Fil des billets Fil des commentaires

16/08/2017 16:00

Résistants (Thierry Crouzet)

Résistants, Bragelonne, 2017

Comme One Minute, Résistants est né sur Wattpad. Comme lui, il est écrit au présent. Comme lui, il déroule la narration suivant le point de vue des différents protagonistes. On pourrait à l'envi se prêter au jeu des ressemblances et on en trouverait nombre d'autres[1]. J'ai donc assisté à la naissance de l'histoire, naissance laborieuse, avec quelques faux départs, alors même que le thème et le genre littéraire sont clairs dans l'esprit de l'auteur[2]

L'histoire ? Une femme se bat contre une menace pire que le changement climatique de notre planète : la résistance aux antibiotiques. J'avoue, qu'un auteur masculin mette en scène une telle héroïne me séduit particulièrement[3] Elle endosse le costume classique mais toujours efficace de tout brave, avec ses forces, son intelligence, son intuition, ses faiblesses[4], son altruisme, etc. Et ça fonctionne remarquablement bien en ce qui concerne Katelyn. Ah et puis elle tombe amoureuse, hein, comme tout chevalier. Mais loin d'être une romance sirupeuse, sa relation avec le héros[5] est piquante et ombrageuse, mélange classique d'amour-haine où le cœur et la raison luttent jusqu'à offrir une fin presque malheureuse[6]. Oh, et puis comme c'est une femme, elle est objectivée, abusée[7]. Schéma courant. Mais comme elle ne se laisse pas faire[8]...

Contre elle, donc, l'amoureux, le héros, le méchant — pense-t-on et on n'a pas tout à fait tort. Tout aussi doué qu'elle, menant — sans qu'elle le sache vraiment au début de leur histoire — le même combat. Et contre eux, les infâmes capitalistes, les industriels en général et les firmes pharmaceutiques en particulier qui gavent humains et animaux de médicaments censés éradiquer les bactéries. Elles sont sur Terre depuis bien plus longtemps que nous, sont beaucoup mieux équipées que nous pour s'adapter : elles ne cessent de mettre en place des contre-mesures au flux d'antibiotiques auquel on les soumet. Sauf qu'à la fin, ce sont elles qui vont gagner, et pas nous. Et je dois dire que bien que je sache parfaitement ce qu'est la résistance aux antibio. et ce qu'elle signifie, Thierry Crouzet a presque réussi à me faire peur.

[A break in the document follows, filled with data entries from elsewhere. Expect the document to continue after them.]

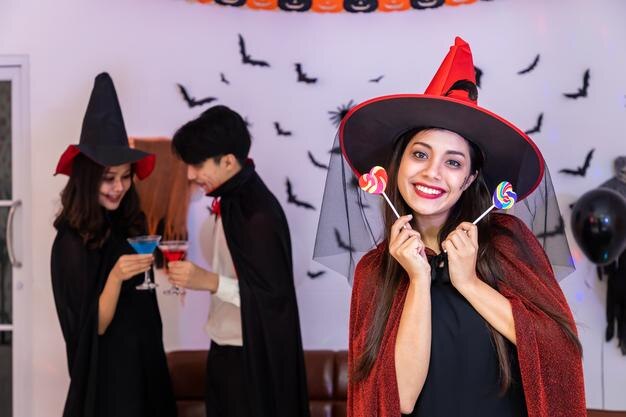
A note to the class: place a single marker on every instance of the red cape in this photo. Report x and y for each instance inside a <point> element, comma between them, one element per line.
<point>550,365</point>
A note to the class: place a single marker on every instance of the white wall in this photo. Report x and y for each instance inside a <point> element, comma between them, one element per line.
<point>150,45</point>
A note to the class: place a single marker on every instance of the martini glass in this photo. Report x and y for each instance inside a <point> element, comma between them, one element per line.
<point>173,250</point>
<point>145,245</point>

Cette peur, née de l'ignorance ; cette peur qui sidère. Alors l'auteur distille, en parallèle de son propos romanesque, faits et découvertes sur les bactéries, leurs mécanismes de résistance, les moyens pour nous, humains, d'espérer, un peu, nous en sortir. Malgré la menace glaçante qui court tout au long de l'histoire, la noirceur du propos, tout n'est pas perdu : nous sommes seulement la solution au problème que nous avons créé. À condition d'un changement radical de nos comportements[9].

La solution aux problèmes majeurs de l’humanité ne viendra que d’une mise en commun de toutes les expériences.

La forme romanesque de cet ouvrage de commande, délibérément choisie par l'auteur[10], épouse volontairement le genre thriller, peu familier à l'écrivain de ce que je connais de ses styles littéraires de prédilection. Ça se sent un peu. Si l'enchaînement des péripéties est assez fluide, l'ensemble aurait mérité, à mon goût, encore quelques phases de polissage pour livrer un produit bien fini. Par exemple, l'identification des « patients zéros » et de leur mode de contamination me semble incohérent, presque cousu de fil blanc, un peu trop facile, en quelque sorte.
Quoi qu'il en soit, je n'ai pas été déçue par ce page-turner captivant. Même si l'on n'aime pas particulièrement les histoires d'action et de suspense, les ombrageuses aventures amoureuses, on retrouvera les perles d'introspection typiques de Thierry Crouzet[11], humanistes ou à la limite du truisme, parfois :

La pensée rationnelle n’est pas la seule opérationnelle. Quand le maître affirme que les arbres lui parlent, il ne ment pas. En haut de la plate-forme, j’ai communié avec eux. Au nom de ce que je sais, je peux passer à côté de ce que je pourrais savoir si j’étais curieuse. La raison peut parfois se transformer en obscurantisme.

Résistants met en lumière un aspect microscopique de l'influence de l'humain sur son environnement. Et inversement. Un indispensable docu-fiction pour qui se soucie un tant soit peu de son prochain.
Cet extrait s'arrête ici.